When working with Virtual Machines (VM’s) on Azure that have been deployed using a Linux Operating System (Ubuntu, Debian, Red Hat etc.), you would be forgiven for assuming that the experience would be rocky when compared with working with Windows VM’s. Far from it - you can expect an equivalent level of support for features such as full disk encryption, backup and administrator credentials management directly within the Azure portal, to name but a few. Granted, there may be some difference in the availability of certain extensions when compared with a Windows VM, but the experience on balance is comparable and makes the management of Linux VM’s a less onerous journey if your background is firmly rooted with Windows operating systems.
To ensure that the Azure platform can effectively do some of the tasks listed above, the Azure Linux Agent is deployed to all newly created VM’s. Written in Python and supporting a wide variety of common Linux distributable OS’s, I would recommend never removing this from your Linux VM; no matter how tempting this may be. The tradeoff could cause potentially debilitating consequences within Production environments. A good example of this would be if you ever needed to add an additional disk to your VM. This task would become impossible to achieve without the Agent present on your VM. As well as having the proper reverence for the Agent, it’s important to keep an eye on how the service is performing, even more so if you are using Recovery Services vaults to take snapshots of your VM and back up to another location. Otherwise, you may start to see errors like the one below being generated whenever a backup job attempts to complete:
It’s highly possible that many administrators are seeing this error at the time of writing this post (January 2018). The recent disclosures around Intel CPU vulnerabilities have prompted many cloud vendors, including Microsoft, to roll out emergency patches across their entire data centres to address the underlying vulnerability. Whilst it is commendable that cloud vendors have acted promptly to address this flaw, the pace of the work and the dizzying array of resources affected has doubtless led to some issues that could not have been foreseen from the outset. I believe, based on some of the available evidence (more on this later), that one of the unintended consequences of this work is the rise of the above error message with the Azure Linux Agent.
When attempting to deal with this error myself, there were a few different steps I had to try before the backup started working correctly.

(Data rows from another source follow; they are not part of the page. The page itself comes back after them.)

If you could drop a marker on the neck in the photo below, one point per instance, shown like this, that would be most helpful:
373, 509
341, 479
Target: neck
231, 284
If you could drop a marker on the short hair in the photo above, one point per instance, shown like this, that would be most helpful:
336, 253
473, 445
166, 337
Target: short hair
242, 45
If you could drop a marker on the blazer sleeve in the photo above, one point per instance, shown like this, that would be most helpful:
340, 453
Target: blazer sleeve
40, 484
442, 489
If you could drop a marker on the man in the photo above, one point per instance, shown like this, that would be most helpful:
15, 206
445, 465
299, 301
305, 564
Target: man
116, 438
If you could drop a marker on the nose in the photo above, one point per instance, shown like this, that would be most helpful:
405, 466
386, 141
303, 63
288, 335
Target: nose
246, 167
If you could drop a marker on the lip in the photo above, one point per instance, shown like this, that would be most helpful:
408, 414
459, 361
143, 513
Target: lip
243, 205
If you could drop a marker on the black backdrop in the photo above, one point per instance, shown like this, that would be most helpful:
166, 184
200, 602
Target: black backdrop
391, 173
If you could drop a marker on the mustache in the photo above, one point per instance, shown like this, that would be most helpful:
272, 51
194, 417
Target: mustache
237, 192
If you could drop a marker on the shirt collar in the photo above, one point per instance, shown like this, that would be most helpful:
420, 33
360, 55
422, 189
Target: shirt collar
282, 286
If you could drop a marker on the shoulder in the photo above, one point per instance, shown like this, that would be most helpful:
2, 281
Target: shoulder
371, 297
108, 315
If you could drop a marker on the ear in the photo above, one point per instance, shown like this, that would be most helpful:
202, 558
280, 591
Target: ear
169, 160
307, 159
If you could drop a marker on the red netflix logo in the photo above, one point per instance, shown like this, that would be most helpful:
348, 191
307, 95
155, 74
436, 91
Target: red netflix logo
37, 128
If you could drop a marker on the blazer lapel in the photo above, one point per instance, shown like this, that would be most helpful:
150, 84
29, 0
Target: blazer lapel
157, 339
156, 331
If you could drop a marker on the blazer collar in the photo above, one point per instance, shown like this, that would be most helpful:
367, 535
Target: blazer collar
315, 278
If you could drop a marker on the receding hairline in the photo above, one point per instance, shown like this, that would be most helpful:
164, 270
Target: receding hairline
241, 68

I have collected all of these below and, if you find yourself in the same boat, one or all of them should resolve the issue for you.

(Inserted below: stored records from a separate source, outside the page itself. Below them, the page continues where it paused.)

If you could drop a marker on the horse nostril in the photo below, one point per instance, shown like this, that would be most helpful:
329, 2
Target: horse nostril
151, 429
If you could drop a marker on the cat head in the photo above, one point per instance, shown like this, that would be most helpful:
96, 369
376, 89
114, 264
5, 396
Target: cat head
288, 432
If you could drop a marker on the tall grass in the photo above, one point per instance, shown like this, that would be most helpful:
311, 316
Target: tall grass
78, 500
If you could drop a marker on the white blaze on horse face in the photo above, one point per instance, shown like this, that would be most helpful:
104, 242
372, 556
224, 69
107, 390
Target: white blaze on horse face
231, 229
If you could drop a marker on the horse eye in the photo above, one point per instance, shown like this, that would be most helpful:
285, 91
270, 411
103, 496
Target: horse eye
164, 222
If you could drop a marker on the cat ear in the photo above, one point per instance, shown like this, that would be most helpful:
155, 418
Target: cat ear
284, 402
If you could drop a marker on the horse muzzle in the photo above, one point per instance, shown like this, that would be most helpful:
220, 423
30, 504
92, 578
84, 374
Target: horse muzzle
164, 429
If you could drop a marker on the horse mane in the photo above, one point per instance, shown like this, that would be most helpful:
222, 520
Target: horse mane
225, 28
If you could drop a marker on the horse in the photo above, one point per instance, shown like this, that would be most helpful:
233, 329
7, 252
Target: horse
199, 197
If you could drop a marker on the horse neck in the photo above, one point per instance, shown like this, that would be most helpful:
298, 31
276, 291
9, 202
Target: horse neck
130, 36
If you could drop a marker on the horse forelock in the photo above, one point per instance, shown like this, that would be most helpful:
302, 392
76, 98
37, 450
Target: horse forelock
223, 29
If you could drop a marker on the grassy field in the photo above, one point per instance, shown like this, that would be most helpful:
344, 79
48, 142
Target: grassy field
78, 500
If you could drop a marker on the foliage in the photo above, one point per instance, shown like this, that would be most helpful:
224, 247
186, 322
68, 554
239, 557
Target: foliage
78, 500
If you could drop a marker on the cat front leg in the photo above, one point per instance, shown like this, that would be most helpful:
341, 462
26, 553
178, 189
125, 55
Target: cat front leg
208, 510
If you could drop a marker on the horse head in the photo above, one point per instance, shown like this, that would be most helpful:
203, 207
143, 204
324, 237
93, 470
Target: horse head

First, ensure that you are on the latest version of the Agent
This one probably goes without saying as it’s generally the most common answer to any error. 😁 However, the steps for deploying updates out onto a Linux machine can be more complex, particularly if your primary method of accessing the machine is via an SSH terminal. The process for updating your Agent depends on your Linux version - this article provides instructions for the most common variants. In addition, it is highly recommended that the auto-update feature is enabled, as described in the article.
Verify that the Agent service starts successfully.

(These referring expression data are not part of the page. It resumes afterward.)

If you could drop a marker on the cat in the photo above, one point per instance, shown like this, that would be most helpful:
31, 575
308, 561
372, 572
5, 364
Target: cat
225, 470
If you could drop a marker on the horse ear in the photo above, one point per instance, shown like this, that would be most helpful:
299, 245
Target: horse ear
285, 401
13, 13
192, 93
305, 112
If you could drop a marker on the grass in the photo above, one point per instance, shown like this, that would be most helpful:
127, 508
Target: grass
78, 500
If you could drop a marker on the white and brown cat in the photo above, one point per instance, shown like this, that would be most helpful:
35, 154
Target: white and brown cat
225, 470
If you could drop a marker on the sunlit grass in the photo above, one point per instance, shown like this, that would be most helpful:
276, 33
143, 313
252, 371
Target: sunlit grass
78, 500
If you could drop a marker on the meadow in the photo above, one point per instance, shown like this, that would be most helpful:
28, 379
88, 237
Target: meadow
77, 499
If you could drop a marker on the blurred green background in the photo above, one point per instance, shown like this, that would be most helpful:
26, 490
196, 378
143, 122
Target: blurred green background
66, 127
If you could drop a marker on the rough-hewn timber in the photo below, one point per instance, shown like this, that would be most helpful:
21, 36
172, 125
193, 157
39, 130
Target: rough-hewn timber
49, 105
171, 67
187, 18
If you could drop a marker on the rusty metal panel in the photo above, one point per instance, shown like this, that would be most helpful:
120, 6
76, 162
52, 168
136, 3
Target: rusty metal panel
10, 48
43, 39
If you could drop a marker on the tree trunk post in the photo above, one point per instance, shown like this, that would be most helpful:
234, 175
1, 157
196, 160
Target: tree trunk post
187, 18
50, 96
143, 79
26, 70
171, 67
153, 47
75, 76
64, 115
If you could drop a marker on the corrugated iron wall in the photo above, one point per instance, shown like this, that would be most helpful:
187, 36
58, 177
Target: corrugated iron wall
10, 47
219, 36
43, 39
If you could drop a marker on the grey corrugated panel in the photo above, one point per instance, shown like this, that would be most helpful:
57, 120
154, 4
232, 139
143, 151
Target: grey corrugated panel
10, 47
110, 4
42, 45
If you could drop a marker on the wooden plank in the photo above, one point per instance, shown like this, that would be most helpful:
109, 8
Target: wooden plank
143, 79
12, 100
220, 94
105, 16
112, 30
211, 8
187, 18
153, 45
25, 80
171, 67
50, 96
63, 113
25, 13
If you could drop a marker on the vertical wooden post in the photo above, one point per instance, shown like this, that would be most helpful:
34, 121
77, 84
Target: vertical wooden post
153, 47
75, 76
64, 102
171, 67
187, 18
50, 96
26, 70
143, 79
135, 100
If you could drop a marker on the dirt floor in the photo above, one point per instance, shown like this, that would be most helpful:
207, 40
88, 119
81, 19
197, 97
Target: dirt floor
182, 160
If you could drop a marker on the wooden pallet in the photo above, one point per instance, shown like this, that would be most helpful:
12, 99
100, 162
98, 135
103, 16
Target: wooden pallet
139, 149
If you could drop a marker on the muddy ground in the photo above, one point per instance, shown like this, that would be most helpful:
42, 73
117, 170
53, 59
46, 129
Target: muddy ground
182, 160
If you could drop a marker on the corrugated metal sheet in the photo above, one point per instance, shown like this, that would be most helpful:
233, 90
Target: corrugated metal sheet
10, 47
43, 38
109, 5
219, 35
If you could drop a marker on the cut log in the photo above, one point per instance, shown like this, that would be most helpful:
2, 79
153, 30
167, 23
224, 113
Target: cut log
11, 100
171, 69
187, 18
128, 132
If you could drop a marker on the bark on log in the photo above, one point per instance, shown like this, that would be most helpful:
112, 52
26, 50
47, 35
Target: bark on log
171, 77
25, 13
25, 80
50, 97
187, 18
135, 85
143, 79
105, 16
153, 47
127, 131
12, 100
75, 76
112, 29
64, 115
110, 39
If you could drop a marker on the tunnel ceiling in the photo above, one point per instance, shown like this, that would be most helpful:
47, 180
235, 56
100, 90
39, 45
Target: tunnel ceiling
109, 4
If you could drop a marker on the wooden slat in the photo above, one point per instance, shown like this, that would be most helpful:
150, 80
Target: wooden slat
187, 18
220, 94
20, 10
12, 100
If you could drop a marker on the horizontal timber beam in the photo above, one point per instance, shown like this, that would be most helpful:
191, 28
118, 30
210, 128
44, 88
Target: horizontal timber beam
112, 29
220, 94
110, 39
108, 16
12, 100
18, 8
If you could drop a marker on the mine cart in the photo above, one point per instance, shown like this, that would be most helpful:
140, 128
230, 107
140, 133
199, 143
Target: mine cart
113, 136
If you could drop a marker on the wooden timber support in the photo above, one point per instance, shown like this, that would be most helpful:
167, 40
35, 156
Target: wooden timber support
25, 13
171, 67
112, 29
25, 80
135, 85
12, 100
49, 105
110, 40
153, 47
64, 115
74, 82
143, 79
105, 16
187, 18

It’s possible that the service is not running on your Linux VM. This can be confirmed by executing the following command:
service walinuxagent start
Be sure to have your administrator credentials handy, as you will need to authenticate to successfully start the service. You can then check that the service is running by executing the ps -e command.
Clear out the Agent cache files
The Agent stores a lot of XML cache files within the /var/lib/waagent/ folder, which can sometimes cause issues with the Agent. Microsoft has specifically recommended that the following command is executed on your machine after the 4th January if you are experiencing issues:
sudo rm -f /var/lib/waagent/*.[0-9]*.xml
The command will delete all “old” XML files within the above folder. A restart of the service should not be required. The date mentioned above links back to the theory suggested earlier in this post that the Intel chipset issues and this error message are linked in some way, as the dates seem to tie with when news first broke regarding the vulnerability.
If you are still having problems…
Read through the entirety of this article, and try all of the steps suggested - including digging around in the log files, if required. If all else fails, open a support request directly with Microsoft.
Hopefully, by following the above steps, your backups are now working again without issue 🙂